The moon nock is also called the half-moon nock, which allows the crossbow string to curve to ensure the string doesn’t slip above.
Using the type of nocks may vary, depending on what is recommended by the manufacturer.
Fletchings are wings or feathers situated near the nock at the rear of the bolt. They keep the bolt’s trajectory stable and prevent it from wobbling to the left or right. Fletchings rotate and keep the bolt pointed in the right direction, enhancing stability. The length of the fletchings is determined by the length of the crossbow bolt.
Does crossbow bolt weight matter?
The weight of a crossbow bolt matters because it greatly affects the speed, accuracy, and how much energy the projectile carries when fired. The total mass of the crossbow bolt plays a big role in how much force will be delivered upon impact.
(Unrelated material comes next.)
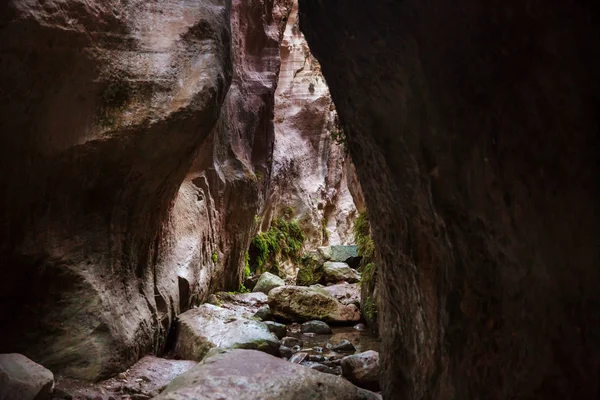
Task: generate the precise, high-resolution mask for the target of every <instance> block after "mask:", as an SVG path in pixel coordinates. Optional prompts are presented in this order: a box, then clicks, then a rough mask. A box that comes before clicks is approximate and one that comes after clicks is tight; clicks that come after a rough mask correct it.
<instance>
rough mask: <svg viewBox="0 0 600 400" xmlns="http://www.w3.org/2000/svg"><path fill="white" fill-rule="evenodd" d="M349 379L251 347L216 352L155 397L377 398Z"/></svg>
mask: <svg viewBox="0 0 600 400" xmlns="http://www.w3.org/2000/svg"><path fill="white" fill-rule="evenodd" d="M379 398H380V397H379V396H378V395H376V394H374V393H371V392H369V391H366V390H364V389H360V388H358V387H356V386H354V385H353V384H351V383H350V382H348V381H347V380H345V379H343V378H341V377H338V376H334V375H329V374H324V373H321V372H318V371H314V370H312V369H310V368H306V367H304V366H301V365H297V364H293V363H290V362H287V361H284V360H281V359H279V358H277V357H273V356H271V355H268V354H265V353H262V352H259V351H253V350H228V351H222V352H215V353H213V354H211V355H210V357H207V358H206V359H205V360H204V361H203V362H201V363H200V364H198V365H197V366H196V367H194V368H192V369H191V370H189V371H188V372H186V373H184V374H182V375H180V376H179V377H177V378H176V379H175V380H173V381H172V382H171V383H170V384H169V385H168V386H167V388H166V389H165V390H164V391H163V392H162V393H161V394H160V396H158V397H156V398H155V400H184V399H197V400H222V399H236V400H255V399H261V400H309V399H310V400H319V399H321V400H335V399H339V400H359V399H360V400H371V399H372V400H376V399H379Z"/></svg>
The total bolt weight, which is measured in grains, includes the nock, insert, broadhead, or field point and the weight of the bolt.
Crossbow bolts come in three weight categories. The first one is the Lightweight bolt, which has a measurement of 350-400 grains. The second type is the Standard bolt, which measures at least 400-435 grains. Lastly is the Heavy bolt. This type of crossbow bolt has a measurement of 435+ grains.
Lighter bolts are ideal for competition or target shooting since the speed of bolts will be much faster, and they create a flatter range trajectory.
Heavier bolts are an excellent choice for hunting purposes because they produce a great amount of kinetic energy or penetration power when fired.
Thus, a lighter bolt shoots faster, while a heavier bolt shoots slower but with more power. Moreover, take into account the weight recommended by the manufacturer when choosing the bolt to prevent accidents.
What are the different types of crossbow bolts?
The two types of crossbow bolts are Military Crossbow Bolts and Slurbow Bolts.
- Military crossbow bolts have pyramidical heads, which are designed to increase both the range and accuracy.
- Slurbow Bolts have wooden or metal barrels. Their bolt design was influenced by the arrival of the pistol. Slur bolts are suitable for game hunting due to their size and speed performance.
Making your crossbow bolts may sound daunting at first due to the things you have to consider, but nothing beats the feeling of knowing you made it yourself and used them for hunting or target shooting. It’s also an enjoyable and rewarding experience, not to mention cost-effective at best.
It may only require minimal investment—the basic tools needed and the comprehensive information offered here, but learning about the fundamental aspects of crossbow bolts before building them is essential.
Making your crossbow bolts will help you know the proper ways to care for and maintain them while using. More importantly, it will allow you to experiment with all the components until you find the suitable bolt for your crossbow.